Artificial Gravity through Rotation BUT on a vacuum

[Razorback-PT]

Hi everyone, here's the situation: Everyone knows that you can simulate artificial gravity by rotating a space ship. Usually these scenarios include an atmosphere with regular air inside. I know that the inclusion of air has an influence on the effects inside by way of friction. How different (if at all) would it be to do the same experiment but in a vacuum.

I've made an animation to illustrate the point.

What would happen to the man standing on the outside of the ship? Would he be able to stand there perfectly perpendicular to the ground or would the coriolis effect make him lean?

What would happen if he were to jump straight up?

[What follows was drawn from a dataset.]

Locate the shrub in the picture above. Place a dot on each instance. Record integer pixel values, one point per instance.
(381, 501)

I'm working on a video game that takes place aboard a spinning space ship. In one of the scenes the player has to go outside and climb a ladder through the spine of the ship. I'd just like to know if that's possible and if yes, what would it be like, compared to regular gravity here on Earth.

 

[kurros]

There is no difference between what happens to each of the people. If he jumps "straight up", as it appears to him in the rotating frame, then in the stationary frame his velocity vector gets an extra component towards the centre of rotation, but the net vector still points mostly tangential to this. So he leaves the surface, but his straight line motion quickly intersects with the curved path of the box again, so he lands back on the box.

The air is not necessary for this; i.e. you don't need any friction to keep synchronised with the rotation of the box, because it is just rotating at constant velocity. If you jump, and then the box suddenly stops rotating, then your path will no longer intersect with the box and you are "flung" off into space. Of course if you don't jump and the box stops then much the same thing happens, except your legs get pulled out from under you as the ground zooms off to one side.

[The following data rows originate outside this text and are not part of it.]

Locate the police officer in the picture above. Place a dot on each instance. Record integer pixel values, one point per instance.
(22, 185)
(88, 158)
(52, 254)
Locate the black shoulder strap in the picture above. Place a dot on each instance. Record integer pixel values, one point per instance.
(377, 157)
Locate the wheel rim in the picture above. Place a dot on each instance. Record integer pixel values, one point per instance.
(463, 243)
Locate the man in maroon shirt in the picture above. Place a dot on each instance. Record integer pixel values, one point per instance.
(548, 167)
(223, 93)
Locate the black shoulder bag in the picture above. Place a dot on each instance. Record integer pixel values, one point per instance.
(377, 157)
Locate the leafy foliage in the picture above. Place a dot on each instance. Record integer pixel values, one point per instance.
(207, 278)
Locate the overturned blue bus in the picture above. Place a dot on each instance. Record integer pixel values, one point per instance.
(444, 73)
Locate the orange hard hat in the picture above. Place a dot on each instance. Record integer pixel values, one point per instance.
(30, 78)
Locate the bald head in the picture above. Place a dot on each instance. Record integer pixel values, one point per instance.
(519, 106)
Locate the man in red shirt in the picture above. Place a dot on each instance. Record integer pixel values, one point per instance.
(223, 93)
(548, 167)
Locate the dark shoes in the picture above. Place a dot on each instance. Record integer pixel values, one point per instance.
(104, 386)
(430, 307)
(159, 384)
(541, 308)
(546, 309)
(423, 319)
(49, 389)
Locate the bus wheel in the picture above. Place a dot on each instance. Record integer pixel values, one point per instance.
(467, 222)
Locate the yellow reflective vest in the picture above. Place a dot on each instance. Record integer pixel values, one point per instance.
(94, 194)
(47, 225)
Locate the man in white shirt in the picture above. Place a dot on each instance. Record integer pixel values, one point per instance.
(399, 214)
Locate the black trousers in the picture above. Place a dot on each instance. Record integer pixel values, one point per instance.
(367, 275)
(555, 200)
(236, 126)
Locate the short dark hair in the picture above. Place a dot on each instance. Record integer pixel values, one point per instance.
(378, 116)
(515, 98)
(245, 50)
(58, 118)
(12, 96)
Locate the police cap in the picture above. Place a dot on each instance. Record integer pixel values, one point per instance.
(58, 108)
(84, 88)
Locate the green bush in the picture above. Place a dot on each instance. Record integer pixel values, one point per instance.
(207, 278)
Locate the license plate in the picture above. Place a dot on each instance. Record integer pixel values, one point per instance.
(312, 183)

Edit: As for the Coriolis effect, I don't believe this is something one can "feel". In the rotating frame it "acts" uniformly on your whole body, and has no r dependence, so you don't feel it just like you don't feel gravity pulling on you when you are in free fall. So it won't make you lean or any such thing. Actually, it is velocity dependent, so you might feel some funky things between parts of your body moving at different velocities relative to each other, like if you wave your arms or something.

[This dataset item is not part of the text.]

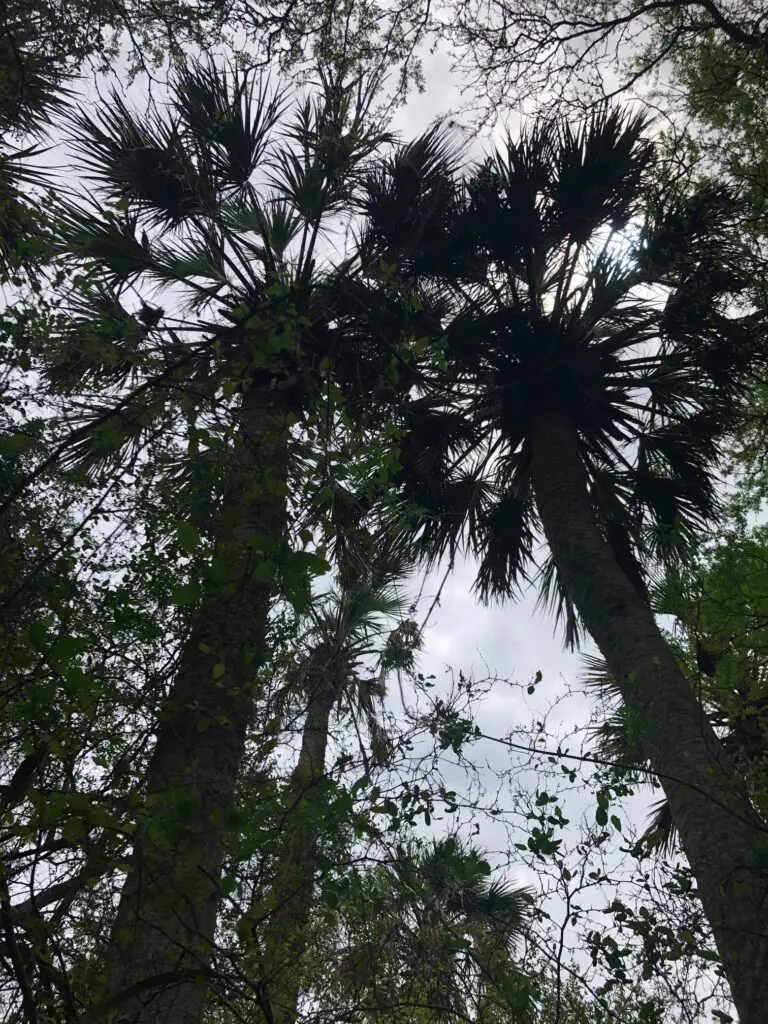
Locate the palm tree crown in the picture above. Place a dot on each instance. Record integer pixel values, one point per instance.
(551, 292)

Edit2: Ahh ok I forgot some things. This website explains some nice extra effects http://www.dvandom.com/coriolis/spacestation.html
The most fun ones are these I think:
1. If the Coriolis effect is noticeable, then, in the rotating frame, when you jump up you won't land exactly where you started, because your velocity is not perfectly "synced" with the box like I claimed unless you are traveling almost parallel to the box, which is the limit of no Coriolis effect.
2. Similarly, you won't rotate during your flight, so if the box has rotated noticeably during the time it takes to land from your jump, then you won't be exactly upright when you land, which could be unfortunate.
3. As you climb up and down the ladder your velocity has to change to match the increased/decreased velocity of the ladder. So you feel a (Coriolis) force pulling the ladder away from you sideways, but only when you move up or down it.

 

[kurros]

Haha this one (from the same webpage) is fun as well, and I had not thought about it before:

"Staying at a constant radius doesn't eliminate your troubles either. If you move in the same direction as spin, you increase your personal ω and feel heavier...go too fast and you won't be able to stand at all! If you move against the spin, you could potentially come to a standstill and start to float while the ground rushes by under you, although the wind would quickly slow you down enough to regain your footing. Still, having your weight change depending on which direction you move is going to make for treacherous footing. And keep in mind that walking is not exactly a constant radius proposition, you tend to bounce up and down a little, which will only make things worse if you have a small-radius, high-speed chamber."

Lesson: make your space station big enough and rotate slowly enough to minimise these effects, coz they aren't much fun.

 

[Razorback-PT]

Thanks a lot for that detailed explanation and the quick reply. That helped a lot! That link was very helpful as well.

I believe the ship is big enough to reduce those effects considerably. It's about 300 meters long.

 

[AlephZero]

2. Similarly, you won't rotate during your flight, so if the box has rotated noticeably during the time it takes to land from your jump, then you won't be exactly upright when you land, which could be unfortunate.

That seems a bit confused. You were rotating at the same angular velocity as the space station before you jumped, so you will continue to rotate at the same angular velocity, unless you deliberately change your angular velocity by the way you jump.

However because of the Coriiolis effect, you will land at a different angular position around the circumference of the space station, so you will not be perpendicular to the "ground" when you land again.

 

[kurros]

That seems a bit confused. You were rotating at the same angular velocity as the space station before you jumped, so you will continue to rotate at the same angular velocity, unless you deliberately change your angular velocity by the way you jump.

However because of the Coriiolis effect, you will land at a different angular position around the circumference of the space station, so you will not be perpendicular to the "ground" when you land again.

Hmm yes that sounds better.